I am in shitty physical shape
Striking myself in the face with the truth hammer yet again
Layering onto my realization that I am not athletic is the fact that I am in pretty shitty physical shape right now. I’ve never been an Adonis but for a little bit, I was at least taking care of myself. Not being athletic compounding it with not being in shape (a combination of not eating right and not working out) just creates bigger blockers to my ultimate goal.
When the pandemic first hit, I ordered an under-the-desk treadmill knowing that I wasn’t going to have access to my gym for a little bit. Whenever I had a conference call or a zoom meeting I would hop on the treadmill which was awesome until basically 5-7 hours a day just became zoom meetings, then it became a little untenable. Let’s be honest it was all to avoid actually going outside to run, because who wants that?
I dropped 14 pounds quickly by doing a little bit of exercise and eating right, I was feeling good. Having just filed for divorce a few weeks before everything hit, I thought, “hey if I eat right, work out while I am at work… when this is over in a few months I am going to be coming out ahead. Divorced, in shape, and feeling great.”
Yeah, I might have been a tad wrong on the timeline and the results.
As summer went on and the pandemic and my divorce lagged the under the desk treadmill became a footrest. My diet became a combination of eating the ever-living shit out of my feelings and eating things that made me feel good. “Oh, a burrito stuffed with french fries and queso? That sounds like an outstanding lunch!”
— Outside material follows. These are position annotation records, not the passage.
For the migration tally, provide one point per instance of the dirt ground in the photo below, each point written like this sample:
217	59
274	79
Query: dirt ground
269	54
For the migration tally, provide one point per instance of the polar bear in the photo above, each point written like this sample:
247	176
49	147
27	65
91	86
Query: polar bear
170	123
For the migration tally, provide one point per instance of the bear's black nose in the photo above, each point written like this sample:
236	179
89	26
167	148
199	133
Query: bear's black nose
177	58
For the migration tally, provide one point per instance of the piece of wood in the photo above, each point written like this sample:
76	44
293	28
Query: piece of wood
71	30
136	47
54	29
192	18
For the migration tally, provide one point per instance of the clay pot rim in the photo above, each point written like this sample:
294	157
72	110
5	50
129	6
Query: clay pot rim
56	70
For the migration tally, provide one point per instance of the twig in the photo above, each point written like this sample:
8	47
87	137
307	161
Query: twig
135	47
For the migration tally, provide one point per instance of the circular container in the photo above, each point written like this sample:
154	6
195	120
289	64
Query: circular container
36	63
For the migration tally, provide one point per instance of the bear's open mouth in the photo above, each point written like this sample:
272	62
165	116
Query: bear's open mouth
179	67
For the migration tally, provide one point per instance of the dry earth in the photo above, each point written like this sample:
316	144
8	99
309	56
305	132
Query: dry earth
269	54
If you look at my food pyramid it was basically:
-Biscuits and Gravy
-Every conceivable different style of cheeseburgers
-A salad to make me feel like I was making good choices
2020 piled on: pandemic, wildfires, snowstorm, divorce, death of my father, losing clients at work because of the pandemic, the discovery that my child might be on the autism spectrum all while sleeping in the basement on an inflatable air mattress.
Not to get dark but it was a year and it kind of sucked any motivation out of me.
2021 rolled around and it was much of the same until March when my divorce became final, and I moved into a new place with a gym literally 20 feet from my back door. However, none of my habits changed, well except sleeping in a bed and not dreading walking into the door of my home every day. I am going to chalk this up to me getting back to being me and probably being lazy as hell.
Now with 2021 coming to an end this all needs to change, not just to reach my goals on the golf course but to feel better about myself and be better to myself. This I feel is the easiest change I can make when I create my plan forward.